La crise renaissante en RDC nécessite-t-elle vraiment,
après l'Ouganda et le Rwanda, d'autres médiateurs aussi compromis?
L’embrouillamini créée à Kinshasa par les forfaitures de l'introuvable
«communauté internationale» (diplomates, observateurs, ONG...) refusant d'avouer
truquées les élections de 2011 —et que Tshisekedi est plus légitime que Kabila— ont abouti à
une situation bloquée et à une délégitimation de tout pouvoir. C'est la
rébellion, si elle arrive à s'allier à l’opposition, qui peut arriver à une
alternance de régime —et certes par la violence. A moins que cette nouvelle
menace de guerre de conquête amène le pouvoir actuel à composer —ou à se
retirer, ce qui paraît plus que douteux... Toute la question semble dès lors
celle de l'après Kabila et du contrôle démocratique des nouveaux «entrepreneurs
de la violence», aussi peu légitimes que les actuels gouvernants.
Le paradoxe politique actuel, en Afrique subsaharienne,
est bien le recours aux rebellions instrumentalisées devant des régimes à la
façade démocratique, à la corruption désastreuse et aux pratiques despotiques ;
tandis que le «politiquement correct» mondial, d’obédience américaine et
d'incarnation onusienne prétend infréquentables, voire juridiquement
condamnables, les militaires ou les civils qui se dressent spontanément contre
d’insupportables dictatures. Ajoutons à cela des troupes d’occupation dites de
«maintien de la paix» aux effectifs considérables et en augmentation constante,
un dévoiement de la justice internationale vers une «justice de vainqueurs»,
tous les éléments s’imbriquent pour des situations régionales et nationales
bloquées —tandis que l’exploitation du continent se poursuit allégrement par le
«retour des grandes Compagnies» qu’on peut s’accorder à trouver avec le politologue Achille Mbembe très XIXeme siècle…

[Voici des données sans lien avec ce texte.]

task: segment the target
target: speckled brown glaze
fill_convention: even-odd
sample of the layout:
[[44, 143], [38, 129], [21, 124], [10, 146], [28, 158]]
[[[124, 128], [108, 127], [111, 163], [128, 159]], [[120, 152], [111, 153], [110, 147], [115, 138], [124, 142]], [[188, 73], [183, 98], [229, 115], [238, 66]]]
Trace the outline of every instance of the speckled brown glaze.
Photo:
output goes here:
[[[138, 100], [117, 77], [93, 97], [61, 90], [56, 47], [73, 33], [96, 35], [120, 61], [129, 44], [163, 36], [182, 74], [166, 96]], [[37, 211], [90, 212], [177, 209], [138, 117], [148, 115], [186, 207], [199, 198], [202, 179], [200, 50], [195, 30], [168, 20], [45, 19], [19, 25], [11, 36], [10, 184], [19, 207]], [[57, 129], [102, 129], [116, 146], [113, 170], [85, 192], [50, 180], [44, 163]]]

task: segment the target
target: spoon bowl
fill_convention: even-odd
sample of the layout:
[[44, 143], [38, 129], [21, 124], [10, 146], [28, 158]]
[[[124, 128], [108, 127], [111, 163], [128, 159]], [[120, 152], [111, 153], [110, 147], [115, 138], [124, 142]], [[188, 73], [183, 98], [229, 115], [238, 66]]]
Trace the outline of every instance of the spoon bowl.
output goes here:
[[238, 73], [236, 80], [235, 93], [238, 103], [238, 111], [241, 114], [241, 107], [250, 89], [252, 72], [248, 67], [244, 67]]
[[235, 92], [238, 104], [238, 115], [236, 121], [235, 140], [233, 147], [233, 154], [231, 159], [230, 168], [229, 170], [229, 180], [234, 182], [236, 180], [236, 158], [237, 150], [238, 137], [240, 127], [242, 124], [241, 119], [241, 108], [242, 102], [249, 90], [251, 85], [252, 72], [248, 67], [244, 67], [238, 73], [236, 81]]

A partir de «foyers conflictuels» comme le Kivu en RDC,
l’Azawad au Mali, l’Ouest ivoiro-libérien, c’est bien des
systèmes de «guerres nomades» ravageuses et en extension qui suivent des cycles
de violence récurrents. L’échelle régionale est souvent atteinte quand une
puissance occidentale envoie un corps expéditionnaire: cet «effet pervers»
risque bien de se produire au Sahel, à partir du Mali. Quant à la RDC, plutôt
que de criminaliser une rébellion et revenir à une autre guerre continentale
africaine, comme celle des années 90 qui a touché de près ou de loin jusqu à 14
pays autour du Congo/Zaire, faut-il vraiment qu’elle fasse sa jonction avec l’opposition civile d’Etienne Tshisekedi et marche vers
Kinshasa?
Devant une alternative qui verrait se recommencer un
cycle congolais d’alternance par rébellion interposée, ou la répression d’un
mouvement armé par les Nations unies —sortant une fois de plus de leur rôle,
l’analyse des ouvertures médiatiques et du «story telling» du Kivu par les médias occidentaux
fourniront de bons indices de la conclusion ultime.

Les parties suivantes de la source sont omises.